The return of Martin Guerre by Natalie Zemon Davis


Hands up who has seen Gerard Depardieu in Le Retour de Martin Guerre which was released in 1982. It might have even been on TV tucked away in a late night art-film nook and cranny. Well this is the book of the history that the film ignored. It was written by the consultant to the film who is a very famous feminist leading proponent of cross-disciplinary history, which consists of combining history with disciplines as anthropology, art history, ethnography and literacy theory.(ohh, I'll go to the foot of our stairs!- meaningless if you are not from the north of England !)Now don’t stop reading because youse ‘ate’ history, the story and the film is a definite 3 handkerchief fable that has been popular for nearly 500 years

Let’s start at the beginning, Martin Guerre, is a Basque peasant in France who marries as a young teenager but for seven years no or poor sex with his wife, Bertrande. So becomes the laughing stock of the village until eventually a bit of love potion gets the machinery working. A baby is born within 9 months so family thinks that all is well with inheritance and the future. However, he is bored with work and married life so ups and deserts Bertrande and joins the Spanish army then attacking France. Bertrande is not distraught to see him go as she gains the independence and status of being a married woman without the hassle of a man with no lead in his pencil. Nor are the family as more land for them!

In the meanwhile, Arnaud du Tilh is whoring and thieving his way through life having too much intelligence to fit into farming and liking the ladies too much for the Church. He has a very good memory and can charm his way into anything.
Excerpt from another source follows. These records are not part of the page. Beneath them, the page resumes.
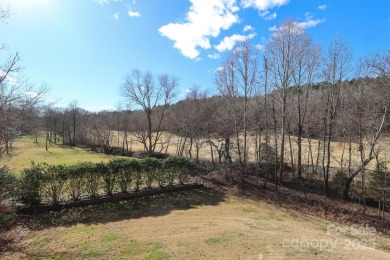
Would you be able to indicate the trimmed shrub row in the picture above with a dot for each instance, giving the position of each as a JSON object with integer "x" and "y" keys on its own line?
{"x": 58, "y": 183}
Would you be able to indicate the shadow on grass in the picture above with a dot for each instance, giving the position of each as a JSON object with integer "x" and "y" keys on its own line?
{"x": 153, "y": 206}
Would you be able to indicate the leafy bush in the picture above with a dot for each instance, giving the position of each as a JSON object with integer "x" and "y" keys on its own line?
{"x": 30, "y": 185}
{"x": 8, "y": 187}
{"x": 92, "y": 179}
{"x": 178, "y": 168}
{"x": 57, "y": 183}
{"x": 76, "y": 181}
{"x": 109, "y": 176}
{"x": 54, "y": 179}
{"x": 151, "y": 167}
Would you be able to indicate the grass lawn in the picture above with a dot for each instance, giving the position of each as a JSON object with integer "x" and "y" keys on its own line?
{"x": 196, "y": 224}
{"x": 26, "y": 150}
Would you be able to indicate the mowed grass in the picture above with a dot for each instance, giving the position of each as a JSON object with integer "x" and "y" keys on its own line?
{"x": 195, "y": 224}
{"x": 25, "y": 150}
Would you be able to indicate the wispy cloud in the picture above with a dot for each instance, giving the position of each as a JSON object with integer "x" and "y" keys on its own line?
{"x": 308, "y": 23}
{"x": 133, "y": 14}
{"x": 311, "y": 23}
{"x": 31, "y": 94}
{"x": 10, "y": 78}
{"x": 322, "y": 7}
{"x": 97, "y": 108}
{"x": 263, "y": 5}
{"x": 260, "y": 47}
{"x": 266, "y": 15}
{"x": 214, "y": 56}
{"x": 248, "y": 28}
{"x": 204, "y": 20}
{"x": 228, "y": 42}
{"x": 106, "y": 2}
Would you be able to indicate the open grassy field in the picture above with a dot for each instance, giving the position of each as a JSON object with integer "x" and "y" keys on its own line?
{"x": 169, "y": 143}
{"x": 192, "y": 225}
{"x": 25, "y": 150}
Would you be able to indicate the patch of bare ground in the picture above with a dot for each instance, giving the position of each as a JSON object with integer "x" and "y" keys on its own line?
{"x": 224, "y": 221}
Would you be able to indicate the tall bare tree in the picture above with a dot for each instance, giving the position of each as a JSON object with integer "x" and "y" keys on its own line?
{"x": 291, "y": 59}
{"x": 337, "y": 68}
{"x": 153, "y": 98}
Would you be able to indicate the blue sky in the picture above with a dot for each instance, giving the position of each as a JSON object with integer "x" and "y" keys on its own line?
{"x": 83, "y": 49}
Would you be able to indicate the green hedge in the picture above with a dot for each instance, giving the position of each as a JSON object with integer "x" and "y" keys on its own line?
{"x": 58, "y": 183}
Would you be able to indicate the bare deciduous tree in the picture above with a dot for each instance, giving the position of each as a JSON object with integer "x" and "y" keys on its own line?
{"x": 153, "y": 98}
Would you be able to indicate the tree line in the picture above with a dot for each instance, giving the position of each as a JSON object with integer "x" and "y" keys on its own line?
{"x": 283, "y": 106}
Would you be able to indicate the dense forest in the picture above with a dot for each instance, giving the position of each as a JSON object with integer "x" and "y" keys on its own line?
{"x": 279, "y": 109}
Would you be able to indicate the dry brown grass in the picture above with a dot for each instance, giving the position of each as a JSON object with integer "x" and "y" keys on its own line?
{"x": 25, "y": 151}
{"x": 336, "y": 149}
{"x": 192, "y": 225}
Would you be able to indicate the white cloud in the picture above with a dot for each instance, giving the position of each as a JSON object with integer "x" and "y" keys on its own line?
{"x": 260, "y": 47}
{"x": 11, "y": 79}
{"x": 263, "y": 5}
{"x": 228, "y": 42}
{"x": 106, "y": 2}
{"x": 204, "y": 20}
{"x": 267, "y": 15}
{"x": 322, "y": 7}
{"x": 248, "y": 28}
{"x": 311, "y": 23}
{"x": 134, "y": 14}
{"x": 308, "y": 23}
{"x": 214, "y": 56}
{"x": 97, "y": 108}
{"x": 273, "y": 28}
{"x": 31, "y": 94}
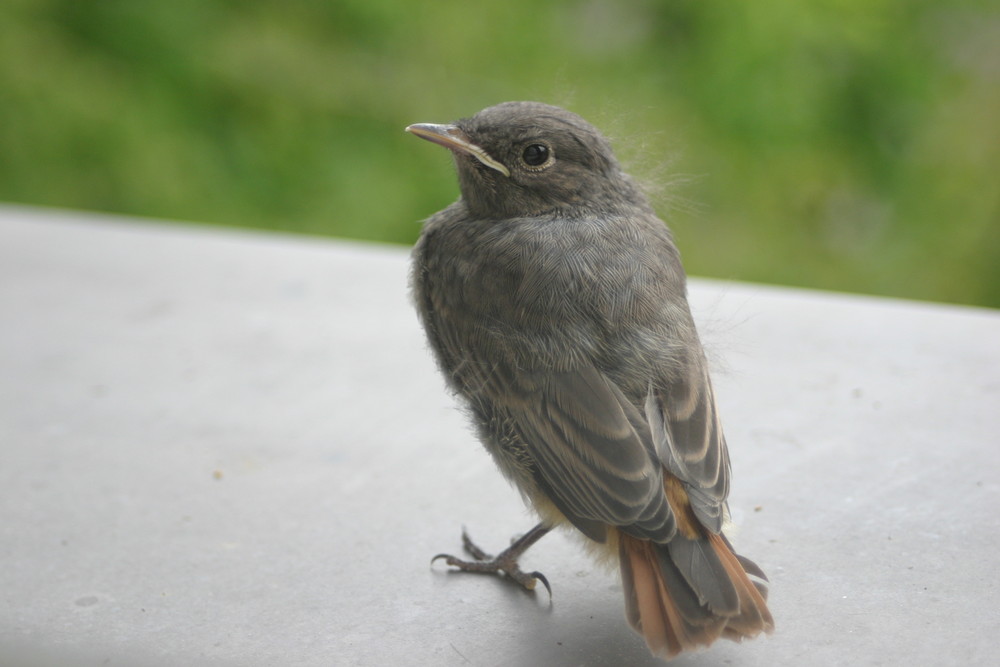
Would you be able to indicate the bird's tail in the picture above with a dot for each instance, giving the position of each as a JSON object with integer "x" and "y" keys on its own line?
{"x": 690, "y": 592}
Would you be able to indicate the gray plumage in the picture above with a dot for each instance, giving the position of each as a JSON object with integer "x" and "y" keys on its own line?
{"x": 555, "y": 302}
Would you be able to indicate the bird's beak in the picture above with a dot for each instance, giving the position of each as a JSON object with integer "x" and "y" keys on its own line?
{"x": 451, "y": 137}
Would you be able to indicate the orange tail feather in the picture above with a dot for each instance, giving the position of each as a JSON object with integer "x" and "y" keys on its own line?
{"x": 664, "y": 606}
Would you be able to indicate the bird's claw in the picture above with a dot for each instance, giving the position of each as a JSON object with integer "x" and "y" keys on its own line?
{"x": 505, "y": 563}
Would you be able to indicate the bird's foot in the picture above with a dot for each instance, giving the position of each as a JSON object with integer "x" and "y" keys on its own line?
{"x": 505, "y": 562}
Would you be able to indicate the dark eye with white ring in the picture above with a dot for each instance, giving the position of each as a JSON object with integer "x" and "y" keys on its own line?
{"x": 535, "y": 155}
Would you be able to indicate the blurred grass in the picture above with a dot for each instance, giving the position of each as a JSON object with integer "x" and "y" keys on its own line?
{"x": 841, "y": 144}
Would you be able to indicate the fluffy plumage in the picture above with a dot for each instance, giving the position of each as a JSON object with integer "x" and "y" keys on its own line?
{"x": 555, "y": 302}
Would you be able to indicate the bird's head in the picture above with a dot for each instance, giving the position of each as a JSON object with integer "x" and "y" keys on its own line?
{"x": 520, "y": 159}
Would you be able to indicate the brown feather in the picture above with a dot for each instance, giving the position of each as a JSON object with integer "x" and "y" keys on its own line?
{"x": 653, "y": 610}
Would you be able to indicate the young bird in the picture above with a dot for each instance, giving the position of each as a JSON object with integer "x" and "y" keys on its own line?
{"x": 555, "y": 302}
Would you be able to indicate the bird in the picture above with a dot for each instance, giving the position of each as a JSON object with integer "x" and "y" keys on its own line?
{"x": 555, "y": 303}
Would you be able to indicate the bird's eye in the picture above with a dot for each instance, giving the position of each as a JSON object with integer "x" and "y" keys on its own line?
{"x": 535, "y": 155}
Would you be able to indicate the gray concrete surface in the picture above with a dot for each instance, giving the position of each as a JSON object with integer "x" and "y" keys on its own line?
{"x": 227, "y": 448}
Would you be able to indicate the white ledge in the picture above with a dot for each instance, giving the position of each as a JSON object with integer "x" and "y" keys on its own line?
{"x": 229, "y": 448}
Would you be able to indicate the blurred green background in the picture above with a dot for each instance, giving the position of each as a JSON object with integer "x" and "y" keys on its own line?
{"x": 850, "y": 145}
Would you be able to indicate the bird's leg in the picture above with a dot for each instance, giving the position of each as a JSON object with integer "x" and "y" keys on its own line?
{"x": 505, "y": 562}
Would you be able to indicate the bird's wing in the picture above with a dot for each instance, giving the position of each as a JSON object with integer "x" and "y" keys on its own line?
{"x": 593, "y": 454}
{"x": 687, "y": 434}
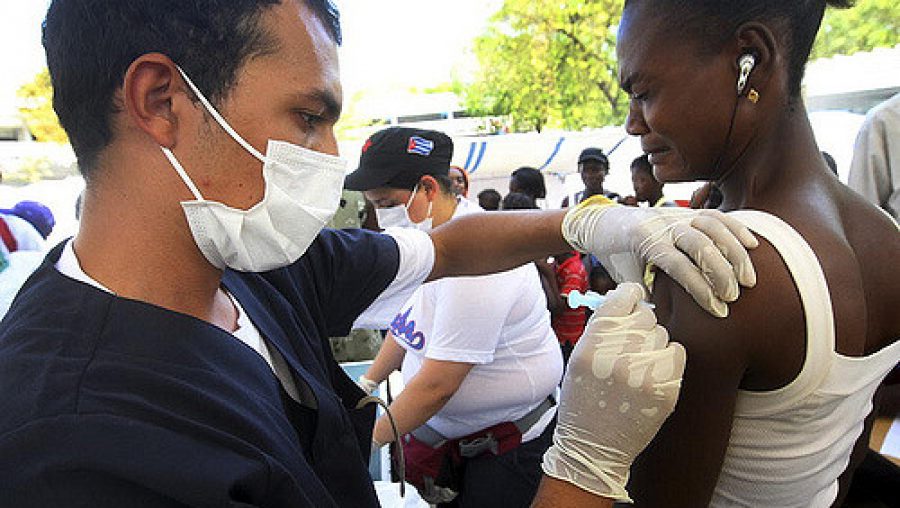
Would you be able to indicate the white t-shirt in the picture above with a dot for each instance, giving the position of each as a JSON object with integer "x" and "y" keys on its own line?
{"x": 500, "y": 324}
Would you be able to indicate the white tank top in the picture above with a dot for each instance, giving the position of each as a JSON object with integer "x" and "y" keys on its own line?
{"x": 788, "y": 446}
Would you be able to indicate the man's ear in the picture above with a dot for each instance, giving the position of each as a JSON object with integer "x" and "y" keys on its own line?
{"x": 429, "y": 183}
{"x": 154, "y": 95}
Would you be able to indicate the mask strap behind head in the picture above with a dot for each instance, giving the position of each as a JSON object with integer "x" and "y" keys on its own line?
{"x": 182, "y": 173}
{"x": 221, "y": 121}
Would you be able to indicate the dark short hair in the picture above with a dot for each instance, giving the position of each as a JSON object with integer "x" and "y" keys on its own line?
{"x": 90, "y": 46}
{"x": 530, "y": 181}
{"x": 518, "y": 201}
{"x": 714, "y": 21}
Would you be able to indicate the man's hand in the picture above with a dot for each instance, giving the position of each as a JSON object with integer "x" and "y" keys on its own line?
{"x": 705, "y": 251}
{"x": 621, "y": 384}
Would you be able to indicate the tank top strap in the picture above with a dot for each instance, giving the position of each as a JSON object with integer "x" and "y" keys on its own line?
{"x": 809, "y": 279}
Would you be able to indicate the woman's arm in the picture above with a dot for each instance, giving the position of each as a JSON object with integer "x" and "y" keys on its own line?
{"x": 681, "y": 467}
{"x": 427, "y": 392}
{"x": 389, "y": 359}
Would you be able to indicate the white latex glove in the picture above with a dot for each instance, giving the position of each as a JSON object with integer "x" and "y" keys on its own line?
{"x": 621, "y": 384}
{"x": 625, "y": 239}
{"x": 367, "y": 385}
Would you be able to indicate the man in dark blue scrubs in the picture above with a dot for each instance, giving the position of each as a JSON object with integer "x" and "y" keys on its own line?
{"x": 175, "y": 352}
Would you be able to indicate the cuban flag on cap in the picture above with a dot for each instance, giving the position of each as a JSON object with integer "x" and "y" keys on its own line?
{"x": 420, "y": 146}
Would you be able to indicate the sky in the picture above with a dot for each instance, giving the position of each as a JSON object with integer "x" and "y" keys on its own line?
{"x": 387, "y": 43}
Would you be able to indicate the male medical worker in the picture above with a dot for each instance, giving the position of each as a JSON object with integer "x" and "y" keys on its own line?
{"x": 175, "y": 352}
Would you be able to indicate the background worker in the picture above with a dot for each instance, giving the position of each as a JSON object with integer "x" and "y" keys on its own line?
{"x": 478, "y": 354}
{"x": 593, "y": 166}
{"x": 647, "y": 189}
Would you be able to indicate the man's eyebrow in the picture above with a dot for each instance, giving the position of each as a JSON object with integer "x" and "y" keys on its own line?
{"x": 331, "y": 106}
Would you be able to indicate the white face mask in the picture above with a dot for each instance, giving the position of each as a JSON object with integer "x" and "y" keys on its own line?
{"x": 302, "y": 192}
{"x": 398, "y": 216}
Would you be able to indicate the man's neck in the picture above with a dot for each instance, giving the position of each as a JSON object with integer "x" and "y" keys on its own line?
{"x": 149, "y": 255}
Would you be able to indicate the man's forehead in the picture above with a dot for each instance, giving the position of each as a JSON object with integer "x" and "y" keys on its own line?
{"x": 306, "y": 55}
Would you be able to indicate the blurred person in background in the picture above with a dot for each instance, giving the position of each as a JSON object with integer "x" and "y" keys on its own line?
{"x": 529, "y": 181}
{"x": 489, "y": 200}
{"x": 593, "y": 166}
{"x": 647, "y": 189}
{"x": 875, "y": 169}
{"x": 479, "y": 358}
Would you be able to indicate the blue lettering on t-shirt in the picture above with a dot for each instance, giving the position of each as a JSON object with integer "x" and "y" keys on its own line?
{"x": 404, "y": 329}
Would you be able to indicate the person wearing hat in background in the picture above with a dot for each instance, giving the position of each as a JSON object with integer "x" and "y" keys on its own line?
{"x": 175, "y": 351}
{"x": 647, "y": 189}
{"x": 593, "y": 166}
{"x": 478, "y": 354}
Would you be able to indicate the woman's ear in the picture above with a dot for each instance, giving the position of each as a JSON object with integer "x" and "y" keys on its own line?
{"x": 757, "y": 40}
{"x": 153, "y": 97}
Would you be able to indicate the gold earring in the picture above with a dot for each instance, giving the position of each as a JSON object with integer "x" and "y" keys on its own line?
{"x": 753, "y": 95}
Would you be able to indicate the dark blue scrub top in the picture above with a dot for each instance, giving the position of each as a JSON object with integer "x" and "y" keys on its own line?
{"x": 106, "y": 401}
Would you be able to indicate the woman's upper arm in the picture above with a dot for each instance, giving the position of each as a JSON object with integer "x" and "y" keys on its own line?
{"x": 681, "y": 465}
{"x": 748, "y": 348}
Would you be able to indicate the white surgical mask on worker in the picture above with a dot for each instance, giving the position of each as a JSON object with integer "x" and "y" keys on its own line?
{"x": 302, "y": 193}
{"x": 398, "y": 216}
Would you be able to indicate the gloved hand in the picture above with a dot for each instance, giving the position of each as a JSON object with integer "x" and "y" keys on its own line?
{"x": 626, "y": 238}
{"x": 367, "y": 385}
{"x": 621, "y": 384}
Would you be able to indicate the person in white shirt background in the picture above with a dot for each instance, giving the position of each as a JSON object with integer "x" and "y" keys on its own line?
{"x": 475, "y": 351}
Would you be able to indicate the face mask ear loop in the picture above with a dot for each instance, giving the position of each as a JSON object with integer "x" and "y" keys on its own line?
{"x": 221, "y": 121}
{"x": 412, "y": 196}
{"x": 182, "y": 173}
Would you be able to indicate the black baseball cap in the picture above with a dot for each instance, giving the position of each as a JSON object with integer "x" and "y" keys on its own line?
{"x": 399, "y": 157}
{"x": 593, "y": 154}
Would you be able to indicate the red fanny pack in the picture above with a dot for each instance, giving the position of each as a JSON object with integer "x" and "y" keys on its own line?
{"x": 437, "y": 471}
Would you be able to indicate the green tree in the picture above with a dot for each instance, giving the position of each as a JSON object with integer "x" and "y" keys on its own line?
{"x": 549, "y": 64}
{"x": 37, "y": 109}
{"x": 869, "y": 24}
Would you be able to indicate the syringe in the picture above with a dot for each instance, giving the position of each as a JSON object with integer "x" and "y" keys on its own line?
{"x": 589, "y": 299}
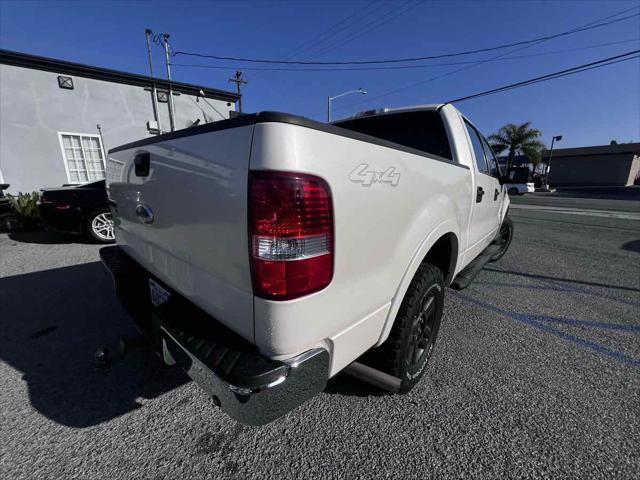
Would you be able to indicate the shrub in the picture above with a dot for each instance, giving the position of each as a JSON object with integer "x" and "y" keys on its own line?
{"x": 26, "y": 208}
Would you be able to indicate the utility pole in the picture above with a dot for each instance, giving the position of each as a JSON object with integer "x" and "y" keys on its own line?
{"x": 165, "y": 44}
{"x": 238, "y": 80}
{"x": 156, "y": 114}
{"x": 556, "y": 138}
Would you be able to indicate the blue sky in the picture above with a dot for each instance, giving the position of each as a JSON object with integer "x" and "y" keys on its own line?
{"x": 587, "y": 109}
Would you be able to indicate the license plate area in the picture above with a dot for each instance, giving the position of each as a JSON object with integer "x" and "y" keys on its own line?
{"x": 158, "y": 294}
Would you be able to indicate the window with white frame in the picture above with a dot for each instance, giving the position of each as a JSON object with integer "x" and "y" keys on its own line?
{"x": 83, "y": 156}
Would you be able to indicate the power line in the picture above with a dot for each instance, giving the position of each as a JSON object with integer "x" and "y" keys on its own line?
{"x": 408, "y": 67}
{"x": 467, "y": 67}
{"x": 414, "y": 59}
{"x": 551, "y": 76}
{"x": 343, "y": 25}
{"x": 409, "y": 5}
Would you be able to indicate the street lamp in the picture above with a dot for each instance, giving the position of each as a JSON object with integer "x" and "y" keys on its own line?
{"x": 360, "y": 90}
{"x": 556, "y": 138}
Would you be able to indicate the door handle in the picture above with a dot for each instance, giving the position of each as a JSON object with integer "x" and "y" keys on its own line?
{"x": 144, "y": 213}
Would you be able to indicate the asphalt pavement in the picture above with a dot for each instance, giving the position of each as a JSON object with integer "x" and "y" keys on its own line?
{"x": 536, "y": 373}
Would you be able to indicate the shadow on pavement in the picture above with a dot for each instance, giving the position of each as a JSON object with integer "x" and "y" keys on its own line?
{"x": 632, "y": 246}
{"x": 344, "y": 384}
{"x": 560, "y": 279}
{"x": 52, "y": 322}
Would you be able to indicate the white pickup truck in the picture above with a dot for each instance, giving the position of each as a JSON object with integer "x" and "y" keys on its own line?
{"x": 266, "y": 253}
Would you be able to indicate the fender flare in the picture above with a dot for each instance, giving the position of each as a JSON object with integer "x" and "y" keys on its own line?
{"x": 444, "y": 228}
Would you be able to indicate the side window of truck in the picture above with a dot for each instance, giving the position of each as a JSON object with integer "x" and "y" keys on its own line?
{"x": 478, "y": 151}
{"x": 492, "y": 161}
{"x": 421, "y": 130}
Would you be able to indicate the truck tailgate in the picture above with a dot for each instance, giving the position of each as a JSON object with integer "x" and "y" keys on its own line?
{"x": 185, "y": 220}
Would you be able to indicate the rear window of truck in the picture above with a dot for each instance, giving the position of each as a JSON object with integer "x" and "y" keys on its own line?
{"x": 422, "y": 130}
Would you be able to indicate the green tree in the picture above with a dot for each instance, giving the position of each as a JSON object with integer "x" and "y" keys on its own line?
{"x": 513, "y": 138}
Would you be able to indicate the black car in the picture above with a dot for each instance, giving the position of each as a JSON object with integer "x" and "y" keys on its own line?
{"x": 81, "y": 209}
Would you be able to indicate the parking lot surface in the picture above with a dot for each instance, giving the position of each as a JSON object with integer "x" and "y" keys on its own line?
{"x": 536, "y": 373}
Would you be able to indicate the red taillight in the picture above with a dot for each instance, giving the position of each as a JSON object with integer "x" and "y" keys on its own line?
{"x": 291, "y": 234}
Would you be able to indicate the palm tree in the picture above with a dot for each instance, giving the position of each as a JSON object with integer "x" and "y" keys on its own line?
{"x": 514, "y": 138}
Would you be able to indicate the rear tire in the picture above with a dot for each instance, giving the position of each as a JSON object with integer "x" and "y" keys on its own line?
{"x": 98, "y": 226}
{"x": 505, "y": 235}
{"x": 406, "y": 352}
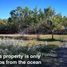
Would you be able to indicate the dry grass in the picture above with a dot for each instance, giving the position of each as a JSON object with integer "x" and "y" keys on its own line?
{"x": 33, "y": 41}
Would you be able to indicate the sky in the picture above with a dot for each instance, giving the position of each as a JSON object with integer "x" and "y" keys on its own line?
{"x": 6, "y": 6}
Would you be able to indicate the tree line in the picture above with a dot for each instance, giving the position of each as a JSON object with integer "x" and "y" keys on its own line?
{"x": 28, "y": 21}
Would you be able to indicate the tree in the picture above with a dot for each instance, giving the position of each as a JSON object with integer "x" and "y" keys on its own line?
{"x": 49, "y": 13}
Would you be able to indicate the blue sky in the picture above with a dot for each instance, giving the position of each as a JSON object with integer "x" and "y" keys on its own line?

Some seven years after Martin Guerre has disappeared, Arnaud meets some villagers in a Tavern and hears of the pretty wealthy woman and so hatches a plot to impersonate Martin Guerre.

This is where the plot thickens, because he does fool most of the family and villagers. But Bertrande clearly knows what is what yet they fall in love. Ahead in the story is how this love becomes doomed, how Bertrande has to pretend betrayal to save her child and the family estate, and how a figure from her past stomps in at her moment of triumph. And this is just the story of these three, you also learn about why the Father-law sets in motion the tragedy and why the Judge was not all he appeared.

See told you it was 3 handkerchief fable. Sadly, the story is more interesting then the style of its writing which at times can steer towards a cut-down academic of…on the one hand but on the other But it does give a rounded historical context of why main characters made the choices they did. And the real tragedy is the blighted lives of the many in a feudal society undergoing the changes that would lead to the revolution and the historic root of the individual freedoms that Martin, Bertrand, and Arnaud were struggling towards.

Would I recommend it? Yes for its insight to a story that has never lost its power to fascinate since the 1560’s. But see the film as well.